The apple sample library constructed in this study encompasses three major Chinese production regions (Xinjiang; North China; Jiaodong Peninsula) and comprises 144 samples from six representative cultivars to integrate dual heterogeneity in geographical origin and genetic resources. The spatiotemporally stratified design included the following three geographical indication cultivars: Xinjiang Aksu Red Fuji (AKS) (41.17°N, 80.26°E; n = 16), Hebei Shunping Red Fuji (SPFS) (38.85°N, 114.18°E; n = 16), and Shandong Yantai Red Fuji (YTFS) (37.47°N, 121.45°E; n = 16), in addition to three non-GI cultivars—Cherry Apple (YT), n = 16; Ralls Janet (GG), n = 16; and Huaniu Apple (HN), n = 16. The samples were collected in the 2023–2024 growing seasons, with 96 baseline samples collected in 2023 and 48 additional validation samples in 2024. This framework effectively balanced cultivar genetic backgrounds, regional climatic characteristics, and harvest timing variables to provide robust data support for generalizable spectral modeling: the 2023 dataset was partitioned into training and testing sets (7:3 ratio), and the 2024 dataset served as an external validation set.

2.3 Physiological parameter determination

2.3.1 VC quantification

A 1.0 g apple sample was homogenized in a mortar with 5 mL of 2% oxalic acid solution. The homogenate was quantitatively transferred to a 10 mL volumetric flask, diluted to the mark volume with oxalic acid solution, and then filtered. A 10 mL aliquot of ascorbic acid standard solution (0.1 mg/mL) was titrated with standardized 2,6- DCPIP solution until it reached a persistent rose-red endpoint (15-second stability), with dye consumption recorded for titrant standardization. Thereafter, 5 mL of the sample filtrate was similarly titrated, and VC content was calculated based on dye consumption (Hao et al., 2025).

2.3.2 SSC measurement

Following NY/T 2637-2014 (Fruit and Vegetable Products - Determination of Soluble Solids by Refractometry), three 2-mm-thick flesh slices were stacked (total thickness: 3 mm) and juiced using a hydraulic press (5 kN). The filtered juice (80-mesh sieve) was analyzed in triplicate using a PR-101α digital refractometer (Atago Co., Japan), with mean values from triplicate measurements (both sides of each slice) recorded as final SSC values (Vega-Castellote et al., 2024).

2.3.3 SP assay

A 0.5 g sample was homogenized with 2.0 mL distilled water and centrifuged (4,000 ×g, 10 min). The supernatant was diluted (0.20 mL supernatant + 0.80 mL water) and allowed to react with 5.00 mL Coomassie Brilliant Blue G-250 staining solution for 2 min. The absorbance at 595 nm was measured using a UV-1800 spectrophotometer (Shimadzu, China), with SP concentration determined via a bovine serum albumin standard curve (Chen et al., 2025).

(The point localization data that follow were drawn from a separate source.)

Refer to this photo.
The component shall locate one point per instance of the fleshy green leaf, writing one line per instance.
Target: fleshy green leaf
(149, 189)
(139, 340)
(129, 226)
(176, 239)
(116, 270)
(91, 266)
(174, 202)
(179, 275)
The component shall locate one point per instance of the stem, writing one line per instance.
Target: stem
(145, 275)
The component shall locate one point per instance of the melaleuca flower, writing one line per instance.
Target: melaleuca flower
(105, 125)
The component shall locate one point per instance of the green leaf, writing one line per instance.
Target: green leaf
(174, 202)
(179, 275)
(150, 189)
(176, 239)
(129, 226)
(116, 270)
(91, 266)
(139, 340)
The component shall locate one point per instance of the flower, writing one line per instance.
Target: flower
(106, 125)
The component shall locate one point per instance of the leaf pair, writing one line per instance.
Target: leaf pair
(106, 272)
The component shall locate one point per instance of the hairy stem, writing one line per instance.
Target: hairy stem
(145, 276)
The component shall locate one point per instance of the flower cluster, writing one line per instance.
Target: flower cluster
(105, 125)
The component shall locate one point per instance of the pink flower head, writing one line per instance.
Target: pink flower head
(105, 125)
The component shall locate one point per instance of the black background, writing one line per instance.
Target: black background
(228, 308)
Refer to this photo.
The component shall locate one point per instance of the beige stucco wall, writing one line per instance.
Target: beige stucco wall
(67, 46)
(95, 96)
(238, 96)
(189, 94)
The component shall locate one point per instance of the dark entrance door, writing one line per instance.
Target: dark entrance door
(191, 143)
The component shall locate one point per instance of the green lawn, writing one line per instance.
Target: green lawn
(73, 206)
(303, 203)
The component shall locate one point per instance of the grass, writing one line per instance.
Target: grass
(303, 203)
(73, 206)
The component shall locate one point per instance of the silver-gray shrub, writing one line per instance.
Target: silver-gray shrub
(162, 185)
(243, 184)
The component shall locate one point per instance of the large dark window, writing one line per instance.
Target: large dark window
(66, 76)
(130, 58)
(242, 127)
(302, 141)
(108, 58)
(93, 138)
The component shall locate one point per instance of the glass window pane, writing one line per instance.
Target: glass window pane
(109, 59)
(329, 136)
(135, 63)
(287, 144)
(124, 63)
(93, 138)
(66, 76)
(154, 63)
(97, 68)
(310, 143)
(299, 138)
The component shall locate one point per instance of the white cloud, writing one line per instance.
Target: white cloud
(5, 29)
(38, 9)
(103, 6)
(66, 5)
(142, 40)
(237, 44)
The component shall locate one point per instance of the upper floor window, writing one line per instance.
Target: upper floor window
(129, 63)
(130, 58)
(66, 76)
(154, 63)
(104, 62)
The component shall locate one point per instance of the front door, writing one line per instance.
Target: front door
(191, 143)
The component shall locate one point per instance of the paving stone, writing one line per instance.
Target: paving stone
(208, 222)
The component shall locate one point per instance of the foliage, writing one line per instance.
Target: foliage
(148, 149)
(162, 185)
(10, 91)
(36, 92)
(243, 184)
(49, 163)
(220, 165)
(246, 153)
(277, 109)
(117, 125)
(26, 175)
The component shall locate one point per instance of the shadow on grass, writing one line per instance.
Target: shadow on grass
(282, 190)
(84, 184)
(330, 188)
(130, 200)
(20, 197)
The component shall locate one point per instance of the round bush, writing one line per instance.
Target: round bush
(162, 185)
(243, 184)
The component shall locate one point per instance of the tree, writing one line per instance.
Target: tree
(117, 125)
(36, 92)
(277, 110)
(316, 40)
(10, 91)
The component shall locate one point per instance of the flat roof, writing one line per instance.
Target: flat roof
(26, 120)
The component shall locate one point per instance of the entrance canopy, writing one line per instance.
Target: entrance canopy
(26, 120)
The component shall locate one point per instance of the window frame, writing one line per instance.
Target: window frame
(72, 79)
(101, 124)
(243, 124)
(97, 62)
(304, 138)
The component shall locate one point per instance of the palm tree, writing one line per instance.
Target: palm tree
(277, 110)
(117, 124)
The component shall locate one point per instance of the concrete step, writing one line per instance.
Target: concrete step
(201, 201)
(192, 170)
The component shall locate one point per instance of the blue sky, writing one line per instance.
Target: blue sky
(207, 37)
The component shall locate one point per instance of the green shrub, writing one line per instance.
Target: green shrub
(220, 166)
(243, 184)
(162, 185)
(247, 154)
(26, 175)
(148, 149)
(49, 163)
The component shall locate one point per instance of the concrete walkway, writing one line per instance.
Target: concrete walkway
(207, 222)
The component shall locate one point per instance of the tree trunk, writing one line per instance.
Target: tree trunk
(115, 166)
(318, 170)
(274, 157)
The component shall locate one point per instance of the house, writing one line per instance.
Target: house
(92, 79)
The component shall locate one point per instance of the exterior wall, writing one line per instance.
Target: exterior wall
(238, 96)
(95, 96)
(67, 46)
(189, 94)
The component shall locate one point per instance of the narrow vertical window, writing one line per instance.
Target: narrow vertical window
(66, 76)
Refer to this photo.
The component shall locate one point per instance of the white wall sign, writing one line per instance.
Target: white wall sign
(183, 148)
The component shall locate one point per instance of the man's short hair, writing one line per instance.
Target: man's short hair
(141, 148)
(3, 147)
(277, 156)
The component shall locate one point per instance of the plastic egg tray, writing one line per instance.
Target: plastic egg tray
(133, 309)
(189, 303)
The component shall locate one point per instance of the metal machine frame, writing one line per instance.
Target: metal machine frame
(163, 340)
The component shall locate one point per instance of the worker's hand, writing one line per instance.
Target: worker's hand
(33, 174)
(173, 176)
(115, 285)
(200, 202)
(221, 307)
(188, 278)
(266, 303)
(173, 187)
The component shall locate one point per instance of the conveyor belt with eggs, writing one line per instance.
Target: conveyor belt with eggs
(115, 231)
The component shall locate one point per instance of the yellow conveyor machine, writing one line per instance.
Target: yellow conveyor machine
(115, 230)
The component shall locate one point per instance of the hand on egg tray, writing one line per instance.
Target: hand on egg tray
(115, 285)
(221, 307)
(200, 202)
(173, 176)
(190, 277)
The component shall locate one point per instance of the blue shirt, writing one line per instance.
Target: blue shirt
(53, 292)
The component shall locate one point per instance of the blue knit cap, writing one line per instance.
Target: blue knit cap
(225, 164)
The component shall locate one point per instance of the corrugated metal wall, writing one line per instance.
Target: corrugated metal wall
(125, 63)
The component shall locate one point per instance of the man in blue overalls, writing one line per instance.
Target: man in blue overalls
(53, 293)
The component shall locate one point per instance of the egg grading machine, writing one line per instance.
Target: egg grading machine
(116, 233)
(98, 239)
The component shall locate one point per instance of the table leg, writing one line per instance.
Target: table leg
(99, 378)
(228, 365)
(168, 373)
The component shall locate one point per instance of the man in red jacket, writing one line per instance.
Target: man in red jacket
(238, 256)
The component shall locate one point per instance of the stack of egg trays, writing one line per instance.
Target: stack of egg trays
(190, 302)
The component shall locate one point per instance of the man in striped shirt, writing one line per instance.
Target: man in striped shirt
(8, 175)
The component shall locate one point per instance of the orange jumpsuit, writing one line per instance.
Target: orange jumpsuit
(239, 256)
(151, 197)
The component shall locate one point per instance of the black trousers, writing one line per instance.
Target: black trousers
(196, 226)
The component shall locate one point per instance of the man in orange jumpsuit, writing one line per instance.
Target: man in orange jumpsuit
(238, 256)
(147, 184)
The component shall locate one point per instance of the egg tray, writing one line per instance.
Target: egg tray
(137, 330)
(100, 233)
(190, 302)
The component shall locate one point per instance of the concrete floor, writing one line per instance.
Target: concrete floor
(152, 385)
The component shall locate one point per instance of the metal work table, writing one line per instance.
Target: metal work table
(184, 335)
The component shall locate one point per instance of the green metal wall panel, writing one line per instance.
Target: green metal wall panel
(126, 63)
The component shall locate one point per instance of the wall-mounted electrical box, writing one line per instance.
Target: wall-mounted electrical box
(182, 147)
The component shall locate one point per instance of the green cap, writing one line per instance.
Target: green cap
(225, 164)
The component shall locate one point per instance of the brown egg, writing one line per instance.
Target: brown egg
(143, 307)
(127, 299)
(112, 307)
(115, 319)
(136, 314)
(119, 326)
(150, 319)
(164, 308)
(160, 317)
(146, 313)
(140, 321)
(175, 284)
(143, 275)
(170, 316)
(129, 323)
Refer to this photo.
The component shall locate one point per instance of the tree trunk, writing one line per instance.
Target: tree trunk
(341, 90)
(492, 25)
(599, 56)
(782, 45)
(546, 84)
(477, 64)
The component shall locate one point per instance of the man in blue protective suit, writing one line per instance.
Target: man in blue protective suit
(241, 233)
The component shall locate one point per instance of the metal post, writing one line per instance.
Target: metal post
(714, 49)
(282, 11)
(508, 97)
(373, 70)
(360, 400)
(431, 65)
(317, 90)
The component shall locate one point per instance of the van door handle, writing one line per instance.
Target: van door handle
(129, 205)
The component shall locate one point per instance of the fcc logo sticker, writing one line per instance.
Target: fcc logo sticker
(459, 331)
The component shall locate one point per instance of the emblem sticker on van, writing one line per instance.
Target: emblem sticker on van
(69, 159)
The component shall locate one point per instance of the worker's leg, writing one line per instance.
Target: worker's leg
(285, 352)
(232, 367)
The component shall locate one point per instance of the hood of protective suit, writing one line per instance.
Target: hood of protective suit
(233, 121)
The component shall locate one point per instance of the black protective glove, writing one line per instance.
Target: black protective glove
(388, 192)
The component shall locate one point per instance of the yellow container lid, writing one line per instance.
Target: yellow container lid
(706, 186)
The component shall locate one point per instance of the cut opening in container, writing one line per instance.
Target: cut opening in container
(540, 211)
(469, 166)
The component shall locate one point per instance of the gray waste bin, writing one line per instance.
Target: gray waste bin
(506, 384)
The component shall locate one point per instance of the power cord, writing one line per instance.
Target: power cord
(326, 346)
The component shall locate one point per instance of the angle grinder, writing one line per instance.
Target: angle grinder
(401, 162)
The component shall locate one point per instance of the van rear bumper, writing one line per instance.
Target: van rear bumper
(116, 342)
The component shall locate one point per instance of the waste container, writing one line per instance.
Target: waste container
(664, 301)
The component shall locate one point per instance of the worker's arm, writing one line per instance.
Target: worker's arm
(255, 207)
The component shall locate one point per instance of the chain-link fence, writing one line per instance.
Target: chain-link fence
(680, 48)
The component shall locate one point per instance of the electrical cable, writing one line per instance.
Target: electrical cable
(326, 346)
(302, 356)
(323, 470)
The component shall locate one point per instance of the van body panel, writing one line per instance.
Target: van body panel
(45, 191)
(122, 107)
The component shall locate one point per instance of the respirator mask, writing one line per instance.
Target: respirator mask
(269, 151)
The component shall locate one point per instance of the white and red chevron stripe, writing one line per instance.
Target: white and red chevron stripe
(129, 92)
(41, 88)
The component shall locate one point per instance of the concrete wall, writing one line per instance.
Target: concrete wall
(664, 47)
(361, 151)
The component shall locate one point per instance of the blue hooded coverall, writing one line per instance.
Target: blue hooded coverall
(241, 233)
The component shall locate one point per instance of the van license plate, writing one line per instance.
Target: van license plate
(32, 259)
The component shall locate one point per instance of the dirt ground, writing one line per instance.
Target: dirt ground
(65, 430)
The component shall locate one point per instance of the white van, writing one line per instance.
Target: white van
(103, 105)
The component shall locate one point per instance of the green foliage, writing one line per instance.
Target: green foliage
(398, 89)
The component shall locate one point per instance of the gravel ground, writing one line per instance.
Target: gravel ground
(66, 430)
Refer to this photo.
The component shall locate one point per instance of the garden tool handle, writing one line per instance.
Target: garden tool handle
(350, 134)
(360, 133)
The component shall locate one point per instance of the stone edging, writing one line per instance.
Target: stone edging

2.4 Hyperspectral imaging acquisition and spectral data processing

2.4.1 Hyperspectral imaging system

Hyperspectral data acquisition was conducted using a push-broom hyperspectral imaging system (HG101, Nakagawa Photonics, China), which covers a spectral range of 395–1008 nm with a spectral resolution of 2.8 nm and acquires 360 contiguous bands. The imaging system was equipped with dual light source irradiation modules—two 150 W fiber-optic halogen lamps were symmetrically positioned on both sides of the sample stage at a height of 250 mm to form a 45° irradiation angle with the sample plane to ensure over 95% surface illumination uniformity. A 30-minute preheating procedure was strictly implemented prior to the experiments to ensure that the detector reached thermal equilibrium within the 395–1008 nm wavelength range and to minimize dark current noise interference. To eliminate external factors and instrument effects, raw hyperspectral images were corrected using a white reference panel before spectral extraction.

2.4.2 Spectral data extraction and preprocessing

As shown in (Figure 1a), after white reference correction, individual apple regions were segmented using a thresholding-based method to obtain complete hyperspectral images. Spectral reflectance data across 360 bands were then extracted, and the average reflectance within the selected ROIs was calculated as the original spectral data for each sample, yielding corresponding wavelength-reflectance curves. To improve the accuracy of region extraction, a method was adopted that integrates spectral difference information with B-spline-based contour modeling for precise target segmentation and fitting in hyperspectral images. This approach offers several advantages: it enhances target boundaries by leveraging spectral contrast; it automatically selects the largest connected component, ensuring high robustness; it improves the geometric continuity and smoothness of contours using B-spline fitting; and it provides clear and intuitive visual outputs for further analysis. This preprocessing workflow enables accurate and interpretable target extraction, providing high-quality input data for subsequent feature selection and model construction.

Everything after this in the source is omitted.